Nos últimos anos, o debate sobre o papel do território na formação de crianças e adolescentes norteou a elaboração de políticas públicas que compreendem a cidade como Território Educativo.
Em 2006, o programa Escola Integrada, em Belo Horizonte (MG), já configurava-se como um exemplo de articulação de novos agentes no processo educativo, extrapolando a sala de aula e impactando não apenas a aprendizagem de meninos e meninas em idade escolar, mas também o cotidiano das famílias e comunidades, que passam a ter seus saberes e conhecimentos valorizados e refletidos.
No mesmo ano, Nova Iguaçu (RJ) criou o Bairro-escola Nova Iguaçu. No programa, praças, clubes comunitários, teatros e até as próprias ruas viraram espaços educativos. Além da reformulação curricular e da mudança no papel dos professores, o Bairro-escola exigiu um trabalho intersetorial entre as diferentes secretarias e propôs a reconfiguração da cidade como um todo. Em seu documento de criação, o programa postula:
“A educação ocorre não somente nos limites da escola, mas em todos os cantos da comunidade. O bairro passa, portanto, a ser visto como um grande laboratório de experiências educativas. E a escola, por sua vez, passa a ser o elemento mobilizador, a partir do qual se cria uma rede cidadã pronta a trocar conhecimentos e valores; a ensinar e, ao mesmo tempo, aprender.”
A criação do programa federal Mais Educação, em 2007, responsável por implementar a educação integral em 60 mil escolas públicas brasileiras, a partir da extensão da jornada escolar e da ampliação qualificada das oportunidades de aprendizagem, também trouxe para o território para o centro do debate sobre a formação de crianças e adolescentes no Brasil.
Compõe esse cenário o Plano Nacional de Educação (PNE), que prevê que 50% das escolas brasileiras terão educação integral até 2024. Sua aprovação, em 2014, tem ampliado a demanda por novos arranjos educativos nos municípios e estados, exigindo medidas que reconfigurem a relação entre escolas e territórios. Se atingida, a meta do PNE – que estabelece ainda que o Brasil deverá garantir 25% das matrículas da rede pública de ensino em educação integral nos próximos dez anos – pode pautar profundas mudanças na maneira como a sociedade brasileira concebe a educação.
A experiência de Maranguape (CE) já é reflexo desse novo paradigma. A participação de pais, estudantes, professores, associações civis, jovens e idosos no redesenho de espaços da comunidade para a criação de um Ecomuseu reorientou os patrimônios materiais e imaterias do município para uma proposta de Cidade Educadora. O processo – ancorado na valorização da cultura local e na participação social – culminou na aprovação de um Plano Municipal de Educação que estabelece diretrizes e metas para que Maranguape se consolide como Cidade Educadora.
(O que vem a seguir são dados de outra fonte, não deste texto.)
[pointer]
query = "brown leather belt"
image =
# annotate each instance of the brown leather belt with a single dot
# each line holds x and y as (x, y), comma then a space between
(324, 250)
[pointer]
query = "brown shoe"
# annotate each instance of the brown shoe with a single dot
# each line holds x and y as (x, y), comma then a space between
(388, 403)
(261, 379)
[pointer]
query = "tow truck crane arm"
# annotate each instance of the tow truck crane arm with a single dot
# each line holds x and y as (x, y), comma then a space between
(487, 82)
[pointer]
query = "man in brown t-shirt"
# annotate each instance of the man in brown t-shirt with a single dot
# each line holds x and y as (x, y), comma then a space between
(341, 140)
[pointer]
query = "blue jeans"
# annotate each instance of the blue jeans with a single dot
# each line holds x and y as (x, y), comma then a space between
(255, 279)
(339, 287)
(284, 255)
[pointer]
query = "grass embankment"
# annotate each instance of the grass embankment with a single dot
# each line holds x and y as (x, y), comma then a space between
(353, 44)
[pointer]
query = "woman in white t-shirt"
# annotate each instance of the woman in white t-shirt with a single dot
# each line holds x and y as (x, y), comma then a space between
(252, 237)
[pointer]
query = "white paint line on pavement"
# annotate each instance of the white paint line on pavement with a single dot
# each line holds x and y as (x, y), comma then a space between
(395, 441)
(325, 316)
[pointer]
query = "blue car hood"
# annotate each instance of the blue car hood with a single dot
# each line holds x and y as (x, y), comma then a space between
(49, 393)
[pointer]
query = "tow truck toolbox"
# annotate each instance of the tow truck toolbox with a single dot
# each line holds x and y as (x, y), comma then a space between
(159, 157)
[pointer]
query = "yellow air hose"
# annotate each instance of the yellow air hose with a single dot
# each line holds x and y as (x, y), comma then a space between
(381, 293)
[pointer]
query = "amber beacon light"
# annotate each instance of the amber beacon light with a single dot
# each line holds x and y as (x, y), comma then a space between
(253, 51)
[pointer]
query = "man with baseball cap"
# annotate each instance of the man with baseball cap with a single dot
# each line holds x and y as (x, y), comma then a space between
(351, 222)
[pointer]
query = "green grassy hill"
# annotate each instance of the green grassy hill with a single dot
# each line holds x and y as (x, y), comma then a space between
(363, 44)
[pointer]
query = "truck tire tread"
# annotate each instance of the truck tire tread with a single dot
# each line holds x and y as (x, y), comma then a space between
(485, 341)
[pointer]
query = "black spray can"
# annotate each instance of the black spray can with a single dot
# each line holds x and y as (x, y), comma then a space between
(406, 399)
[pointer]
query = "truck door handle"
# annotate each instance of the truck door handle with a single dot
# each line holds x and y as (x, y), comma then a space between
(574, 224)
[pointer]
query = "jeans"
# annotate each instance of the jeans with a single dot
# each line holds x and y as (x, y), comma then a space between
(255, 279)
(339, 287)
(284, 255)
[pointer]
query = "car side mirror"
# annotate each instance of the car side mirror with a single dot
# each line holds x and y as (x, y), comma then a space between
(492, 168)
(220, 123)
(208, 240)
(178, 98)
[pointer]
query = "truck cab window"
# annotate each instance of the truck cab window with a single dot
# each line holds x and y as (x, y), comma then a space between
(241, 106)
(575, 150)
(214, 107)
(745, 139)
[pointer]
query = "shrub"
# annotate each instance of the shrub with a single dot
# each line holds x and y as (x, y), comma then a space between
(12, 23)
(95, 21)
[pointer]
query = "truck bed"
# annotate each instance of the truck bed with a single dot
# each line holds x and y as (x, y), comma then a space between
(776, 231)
Tendência que também pode ser observada na conformação do Bairro-escola Rio Vermelho, em Salvador (BA); na proposta que articula educação e saúde, concebida em Sorocaba (SP); em programas organizados em torno de uma proposta pedagógica e intergeracional, na cidade de Santos (SP); na vocação de Cidade que Educa, assumida pelo município de Coronel Fabriciano (MG).